While state and federal governments battle large budget deficits, South Australia’s local government sector is almost “back in the black”.
The decade-long financial performance of SA councils’ has wiped out deficits and stabilised, an analysis of audited accounts shows.
Figures for 2013-14 show a total operating deficit across all 68 councils of just $1 million, or 80 cents per South Australian.
LGA president and Prospect mayor David O’Loughlin said this was a huge improvement compared to the aggregate operating deficit of $75 million in 2000-01.
“Given current budgets, in total, are more than $2 billion and we look after about $21 billion in community assets, a $1 million deficit is very close to a balanced budget and therefore a great outcome,” he said.
O’Loughlin said that while the performance of individual councils varied, the year ended with 41 councils in the black compared with only 16 councils recording a surplus in 2000-01.
“The other key indicator we look for is the net financial liabilities ratio, being the most comprehensive measure of councils’ indebtedness expressed as a percentage of operating revenue,” he said.
In aggregate, councils net financial liabilities ratio was 28 per cent in 2012-13 compared with 36 per cent in 2000-01 and with the State Government’s NFL ratio of 113 per cent.
“The state has different drivers but for SA’s 68 councils a total net financial liabilities figure of $536 million against $21 billion worth of infrastructure and other assets to look after is on par with someone having a $10,000 mortgage on $400,000 house – more than manageable,” O’Loughlin said.

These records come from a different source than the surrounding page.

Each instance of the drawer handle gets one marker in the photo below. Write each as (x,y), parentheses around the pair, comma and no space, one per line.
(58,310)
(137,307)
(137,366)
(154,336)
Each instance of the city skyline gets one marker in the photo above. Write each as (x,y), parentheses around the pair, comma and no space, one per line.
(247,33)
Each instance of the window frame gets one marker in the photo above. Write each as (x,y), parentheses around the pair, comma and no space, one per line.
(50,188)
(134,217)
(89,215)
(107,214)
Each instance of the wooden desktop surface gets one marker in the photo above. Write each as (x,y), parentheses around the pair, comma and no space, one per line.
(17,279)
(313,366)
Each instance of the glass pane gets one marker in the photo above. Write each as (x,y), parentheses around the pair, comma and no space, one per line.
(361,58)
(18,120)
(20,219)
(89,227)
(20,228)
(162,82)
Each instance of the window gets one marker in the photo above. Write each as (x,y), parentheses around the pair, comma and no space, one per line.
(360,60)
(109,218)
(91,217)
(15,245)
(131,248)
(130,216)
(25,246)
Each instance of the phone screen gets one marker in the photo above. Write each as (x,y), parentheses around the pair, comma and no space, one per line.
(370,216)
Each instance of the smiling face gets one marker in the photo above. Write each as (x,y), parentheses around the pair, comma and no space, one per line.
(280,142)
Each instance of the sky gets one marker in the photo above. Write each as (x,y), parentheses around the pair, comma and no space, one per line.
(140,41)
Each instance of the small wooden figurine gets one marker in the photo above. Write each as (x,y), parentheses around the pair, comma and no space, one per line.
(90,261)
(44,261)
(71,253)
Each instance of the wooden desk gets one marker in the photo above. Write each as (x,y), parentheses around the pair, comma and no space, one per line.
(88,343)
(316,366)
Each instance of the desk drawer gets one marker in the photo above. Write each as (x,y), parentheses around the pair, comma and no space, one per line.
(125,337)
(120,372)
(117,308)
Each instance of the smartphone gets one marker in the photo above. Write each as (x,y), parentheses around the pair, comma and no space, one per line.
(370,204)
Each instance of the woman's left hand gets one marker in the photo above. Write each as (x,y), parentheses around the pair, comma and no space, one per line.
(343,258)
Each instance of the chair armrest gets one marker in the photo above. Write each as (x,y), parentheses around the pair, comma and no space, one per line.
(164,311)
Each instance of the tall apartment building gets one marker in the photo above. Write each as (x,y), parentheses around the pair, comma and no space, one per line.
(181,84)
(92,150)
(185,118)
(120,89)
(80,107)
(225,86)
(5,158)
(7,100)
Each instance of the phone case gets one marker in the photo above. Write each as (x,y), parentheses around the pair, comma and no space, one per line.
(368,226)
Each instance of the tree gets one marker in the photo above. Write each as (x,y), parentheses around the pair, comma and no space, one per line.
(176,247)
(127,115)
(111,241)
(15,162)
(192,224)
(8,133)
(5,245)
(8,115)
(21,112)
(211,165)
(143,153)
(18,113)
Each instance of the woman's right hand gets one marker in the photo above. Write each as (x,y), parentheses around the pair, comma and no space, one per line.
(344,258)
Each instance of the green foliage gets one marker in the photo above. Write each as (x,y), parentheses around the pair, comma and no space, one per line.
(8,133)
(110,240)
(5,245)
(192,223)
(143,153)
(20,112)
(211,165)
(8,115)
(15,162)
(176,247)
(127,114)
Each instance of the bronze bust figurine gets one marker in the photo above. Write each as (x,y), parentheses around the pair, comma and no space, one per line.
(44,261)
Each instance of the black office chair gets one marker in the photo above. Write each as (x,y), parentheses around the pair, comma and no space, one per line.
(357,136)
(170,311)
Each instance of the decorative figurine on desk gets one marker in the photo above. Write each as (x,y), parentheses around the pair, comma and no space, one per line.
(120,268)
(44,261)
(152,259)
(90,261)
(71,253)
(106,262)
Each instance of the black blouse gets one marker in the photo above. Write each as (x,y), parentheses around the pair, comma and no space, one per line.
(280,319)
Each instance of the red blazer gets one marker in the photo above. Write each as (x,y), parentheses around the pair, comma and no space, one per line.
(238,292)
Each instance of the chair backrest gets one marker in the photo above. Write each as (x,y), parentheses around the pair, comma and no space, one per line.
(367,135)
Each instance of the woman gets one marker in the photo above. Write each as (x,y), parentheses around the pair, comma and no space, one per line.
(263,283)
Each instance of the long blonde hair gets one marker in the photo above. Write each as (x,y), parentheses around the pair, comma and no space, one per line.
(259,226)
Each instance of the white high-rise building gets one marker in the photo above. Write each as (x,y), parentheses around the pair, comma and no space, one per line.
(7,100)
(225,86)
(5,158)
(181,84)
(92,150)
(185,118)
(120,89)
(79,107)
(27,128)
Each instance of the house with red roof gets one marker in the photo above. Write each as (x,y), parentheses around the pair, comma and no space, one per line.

The financial discipline, however, is unlikely to lead to a reduction in council rates or major infrastructure spend.
O’Loughlin said that the biggest challenge for councils was ensuring that the current generation paid its way and did not leave a legacy of worn out assets for the next generation to fix.
“That involves some tough budget decisions every year and saying ‘no’ to many things the community would like,” he said.
“Council budgets remained under enormous pressure impacted most by infrastructure challenges, rising community demands and falling federal grant income, cutting $24m from the sector this year alone.”